The skillet is from Danny Seo, whom I had never heard of until buying the pan. I bought it because Teflon pans are starting to annoy me. I definitely need to replace the frying pan that I currently have. In the six years I’ve lived in Germany, I’ve already gone through three skillets. My sister in the Philippines is still using my Grandma’s pots and pans, which were acquired in the ’60s!
Too bad the cast iron skillet is very small, only about 20 cm in diameter. I plan to get a bigger one if I see it in the market. It is a raw iron skillet, and so I had the pleasure of learning how to “season” one.
The first cast iron pot I got was already seasoned before purchase. Seasoning in this case had nothing to do with spices. It is the process of coating/impregnating the pot or pan with oil to prevent rusting. This simulates the grime that accumulates in a pot through the years that turns your cast iron into a non-stick pan, with proper care.
Pre-heat your oven to 150°C. With a dollop (about a teaspoon) of oil, coat or rub the entire pot or pan from top to bottom, every crevice should be oiled. Place it in the oven for one hour. Take it out, let it cool to room temperature, and if there is excess oil, wipe it off.

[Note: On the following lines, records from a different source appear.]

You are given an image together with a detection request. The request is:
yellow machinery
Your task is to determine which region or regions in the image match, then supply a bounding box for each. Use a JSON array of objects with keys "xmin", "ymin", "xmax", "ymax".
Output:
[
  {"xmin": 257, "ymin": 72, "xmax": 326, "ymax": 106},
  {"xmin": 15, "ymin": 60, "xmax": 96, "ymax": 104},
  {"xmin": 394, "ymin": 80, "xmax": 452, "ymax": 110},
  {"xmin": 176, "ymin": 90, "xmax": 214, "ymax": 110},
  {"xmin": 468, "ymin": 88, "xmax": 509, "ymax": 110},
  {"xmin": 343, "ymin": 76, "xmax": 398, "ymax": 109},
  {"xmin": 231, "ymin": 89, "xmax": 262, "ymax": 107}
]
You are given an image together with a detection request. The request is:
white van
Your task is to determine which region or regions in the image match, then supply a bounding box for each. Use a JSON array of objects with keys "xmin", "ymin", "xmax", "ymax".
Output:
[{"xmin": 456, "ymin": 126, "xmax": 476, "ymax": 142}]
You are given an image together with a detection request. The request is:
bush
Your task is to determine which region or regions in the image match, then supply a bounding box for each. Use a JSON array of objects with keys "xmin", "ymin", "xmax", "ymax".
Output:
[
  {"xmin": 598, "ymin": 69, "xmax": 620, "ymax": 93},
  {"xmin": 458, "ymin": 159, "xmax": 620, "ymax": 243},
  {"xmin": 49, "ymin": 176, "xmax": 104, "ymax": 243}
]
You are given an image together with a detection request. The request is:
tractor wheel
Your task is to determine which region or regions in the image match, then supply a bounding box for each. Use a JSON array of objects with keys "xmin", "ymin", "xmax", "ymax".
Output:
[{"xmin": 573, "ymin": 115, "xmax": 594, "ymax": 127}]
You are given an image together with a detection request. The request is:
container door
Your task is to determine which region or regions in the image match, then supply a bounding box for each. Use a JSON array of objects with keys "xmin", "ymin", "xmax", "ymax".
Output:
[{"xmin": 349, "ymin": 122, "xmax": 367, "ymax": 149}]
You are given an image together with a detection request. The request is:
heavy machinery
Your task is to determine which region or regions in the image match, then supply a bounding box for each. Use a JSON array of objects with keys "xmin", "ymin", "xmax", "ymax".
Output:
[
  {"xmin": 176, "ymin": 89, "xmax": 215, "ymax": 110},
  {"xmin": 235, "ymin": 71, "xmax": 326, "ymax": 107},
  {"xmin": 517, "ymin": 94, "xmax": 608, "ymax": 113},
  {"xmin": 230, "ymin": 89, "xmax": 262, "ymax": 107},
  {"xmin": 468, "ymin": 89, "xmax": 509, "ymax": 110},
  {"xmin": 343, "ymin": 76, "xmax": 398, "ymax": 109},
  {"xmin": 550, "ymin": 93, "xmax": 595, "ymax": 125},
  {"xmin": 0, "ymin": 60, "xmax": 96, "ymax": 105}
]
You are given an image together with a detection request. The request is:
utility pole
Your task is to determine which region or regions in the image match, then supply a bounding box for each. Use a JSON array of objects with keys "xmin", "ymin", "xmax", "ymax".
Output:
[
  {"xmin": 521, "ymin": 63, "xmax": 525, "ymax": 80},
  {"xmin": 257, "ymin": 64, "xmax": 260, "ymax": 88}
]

I used olive oil, since I have one that has a very low acid content. Yes, oils have acids, since fat is actually a collection of amino acids. The instructions said that I should use a sponge or a towel, but I found it too wasteful and rubbed the oil with my fingers instead.

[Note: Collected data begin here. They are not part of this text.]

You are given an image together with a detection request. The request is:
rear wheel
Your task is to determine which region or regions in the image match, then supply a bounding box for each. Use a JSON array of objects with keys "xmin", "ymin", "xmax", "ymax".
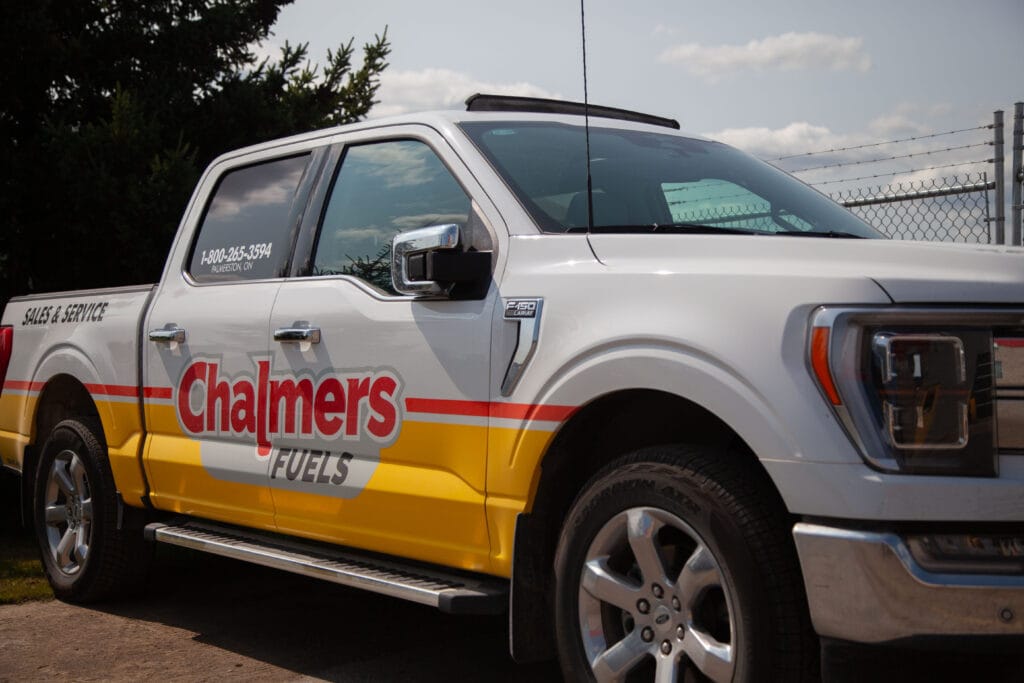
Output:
[
  {"xmin": 33, "ymin": 418, "xmax": 150, "ymax": 602},
  {"xmin": 554, "ymin": 446, "xmax": 817, "ymax": 682}
]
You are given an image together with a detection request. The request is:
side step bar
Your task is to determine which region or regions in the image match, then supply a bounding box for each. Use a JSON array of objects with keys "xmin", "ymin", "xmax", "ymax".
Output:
[{"xmin": 145, "ymin": 520, "xmax": 508, "ymax": 615}]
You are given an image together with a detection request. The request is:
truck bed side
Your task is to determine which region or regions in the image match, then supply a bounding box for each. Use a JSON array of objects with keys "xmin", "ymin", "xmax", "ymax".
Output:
[{"xmin": 0, "ymin": 284, "xmax": 155, "ymax": 506}]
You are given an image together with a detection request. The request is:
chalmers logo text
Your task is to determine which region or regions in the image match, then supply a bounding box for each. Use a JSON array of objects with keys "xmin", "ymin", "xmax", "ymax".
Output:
[{"xmin": 176, "ymin": 359, "xmax": 402, "ymax": 454}]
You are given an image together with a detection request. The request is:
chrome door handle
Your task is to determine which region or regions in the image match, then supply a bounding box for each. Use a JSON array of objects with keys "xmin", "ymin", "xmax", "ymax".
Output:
[
  {"xmin": 149, "ymin": 325, "xmax": 186, "ymax": 343},
  {"xmin": 273, "ymin": 325, "xmax": 321, "ymax": 344}
]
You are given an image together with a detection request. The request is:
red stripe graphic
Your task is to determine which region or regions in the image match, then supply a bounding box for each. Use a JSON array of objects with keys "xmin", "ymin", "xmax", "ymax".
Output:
[
  {"xmin": 405, "ymin": 398, "xmax": 490, "ymax": 417},
  {"xmin": 6, "ymin": 379, "xmax": 574, "ymax": 424},
  {"xmin": 84, "ymin": 383, "xmax": 138, "ymax": 398},
  {"xmin": 996, "ymin": 338, "xmax": 1024, "ymax": 348},
  {"xmin": 489, "ymin": 402, "xmax": 576, "ymax": 422},
  {"xmin": 3, "ymin": 380, "xmax": 44, "ymax": 392},
  {"xmin": 404, "ymin": 397, "xmax": 575, "ymax": 423},
  {"xmin": 3, "ymin": 380, "xmax": 168, "ymax": 400}
]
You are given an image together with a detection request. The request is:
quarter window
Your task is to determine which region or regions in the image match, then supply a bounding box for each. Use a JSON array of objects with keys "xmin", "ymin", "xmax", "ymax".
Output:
[
  {"xmin": 189, "ymin": 154, "xmax": 310, "ymax": 282},
  {"xmin": 313, "ymin": 139, "xmax": 471, "ymax": 293}
]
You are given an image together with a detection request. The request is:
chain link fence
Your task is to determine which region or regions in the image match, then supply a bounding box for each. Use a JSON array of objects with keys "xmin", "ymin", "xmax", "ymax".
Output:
[
  {"xmin": 762, "ymin": 106, "xmax": 1024, "ymax": 245},
  {"xmin": 828, "ymin": 172, "xmax": 994, "ymax": 243}
]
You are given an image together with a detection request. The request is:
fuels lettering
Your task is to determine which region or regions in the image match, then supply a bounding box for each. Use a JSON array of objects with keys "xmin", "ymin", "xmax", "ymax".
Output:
[{"xmin": 270, "ymin": 448, "xmax": 354, "ymax": 485}]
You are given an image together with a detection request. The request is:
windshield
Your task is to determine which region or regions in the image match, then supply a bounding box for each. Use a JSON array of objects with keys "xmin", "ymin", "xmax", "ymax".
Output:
[{"xmin": 460, "ymin": 121, "xmax": 882, "ymax": 238}]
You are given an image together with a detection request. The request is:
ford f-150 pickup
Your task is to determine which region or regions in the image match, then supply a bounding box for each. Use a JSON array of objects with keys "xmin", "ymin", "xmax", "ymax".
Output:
[{"xmin": 1, "ymin": 94, "xmax": 1021, "ymax": 682}]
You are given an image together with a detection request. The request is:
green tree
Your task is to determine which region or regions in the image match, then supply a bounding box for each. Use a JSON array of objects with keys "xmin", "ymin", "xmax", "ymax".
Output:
[{"xmin": 0, "ymin": 1, "xmax": 389, "ymax": 307}]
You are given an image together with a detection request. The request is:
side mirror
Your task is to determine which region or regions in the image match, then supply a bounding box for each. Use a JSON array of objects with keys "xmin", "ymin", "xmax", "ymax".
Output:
[{"xmin": 391, "ymin": 224, "xmax": 491, "ymax": 299}]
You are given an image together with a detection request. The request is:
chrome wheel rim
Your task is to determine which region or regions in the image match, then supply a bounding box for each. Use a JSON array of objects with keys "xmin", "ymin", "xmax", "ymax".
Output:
[
  {"xmin": 578, "ymin": 507, "xmax": 737, "ymax": 683},
  {"xmin": 43, "ymin": 449, "xmax": 94, "ymax": 576}
]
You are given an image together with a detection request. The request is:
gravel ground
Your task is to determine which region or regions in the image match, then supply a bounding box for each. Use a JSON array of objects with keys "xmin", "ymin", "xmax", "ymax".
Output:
[
  {"xmin": 0, "ymin": 545, "xmax": 562, "ymax": 682},
  {"xmin": 1, "ymin": 475, "xmax": 1020, "ymax": 682},
  {"xmin": 2, "ymin": 545, "xmax": 1021, "ymax": 682}
]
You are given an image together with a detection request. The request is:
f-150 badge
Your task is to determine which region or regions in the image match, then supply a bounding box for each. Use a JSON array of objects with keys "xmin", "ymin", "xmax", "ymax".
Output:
[{"xmin": 502, "ymin": 298, "xmax": 543, "ymax": 395}]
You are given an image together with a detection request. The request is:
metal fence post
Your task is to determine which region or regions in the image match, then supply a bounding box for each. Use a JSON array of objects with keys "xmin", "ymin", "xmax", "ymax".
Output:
[
  {"xmin": 993, "ymin": 110, "xmax": 1005, "ymax": 244},
  {"xmin": 1012, "ymin": 101, "xmax": 1023, "ymax": 247}
]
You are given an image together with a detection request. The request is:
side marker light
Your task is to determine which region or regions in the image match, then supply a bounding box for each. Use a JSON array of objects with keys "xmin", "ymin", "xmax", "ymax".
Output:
[{"xmin": 811, "ymin": 327, "xmax": 841, "ymax": 405}]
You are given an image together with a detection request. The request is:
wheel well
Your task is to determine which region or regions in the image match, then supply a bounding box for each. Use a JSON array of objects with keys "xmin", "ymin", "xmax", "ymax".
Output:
[
  {"xmin": 510, "ymin": 389, "xmax": 774, "ymax": 662},
  {"xmin": 20, "ymin": 375, "xmax": 101, "ymax": 526}
]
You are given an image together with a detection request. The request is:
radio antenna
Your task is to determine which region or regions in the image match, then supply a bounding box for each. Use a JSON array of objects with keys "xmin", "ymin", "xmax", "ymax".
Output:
[{"xmin": 580, "ymin": 0, "xmax": 594, "ymax": 233}]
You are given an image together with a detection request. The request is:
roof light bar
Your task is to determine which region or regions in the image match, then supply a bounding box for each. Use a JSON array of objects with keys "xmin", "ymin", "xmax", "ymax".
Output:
[{"xmin": 464, "ymin": 93, "xmax": 680, "ymax": 130}]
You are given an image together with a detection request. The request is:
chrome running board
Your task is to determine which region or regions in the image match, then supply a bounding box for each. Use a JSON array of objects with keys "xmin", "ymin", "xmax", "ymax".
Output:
[{"xmin": 145, "ymin": 520, "xmax": 507, "ymax": 615}]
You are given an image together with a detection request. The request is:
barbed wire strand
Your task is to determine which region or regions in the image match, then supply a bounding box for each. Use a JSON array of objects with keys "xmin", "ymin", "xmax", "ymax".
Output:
[
  {"xmin": 789, "ymin": 142, "xmax": 990, "ymax": 173},
  {"xmin": 767, "ymin": 124, "xmax": 993, "ymax": 161},
  {"xmin": 808, "ymin": 159, "xmax": 992, "ymax": 187}
]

Once your pot or pan is seasoned, it should never be washed or scrubbed with dishwashing liquid, since this will remove the protective layer of oil on the surface. It sounds yucky, but my Teflon pans are also cleaned similarly. The only difference is that the pan comes into contact with the soft side of a dishwashing sponge full of dishwashing liquid twice a month.
I’ve been practicing cleaning my pot by boiling water in it and scrubbing the grime out with a stiff brush afterwards. It still feels weird not letting soap touch it, but I think that over time, I’ll get used to it.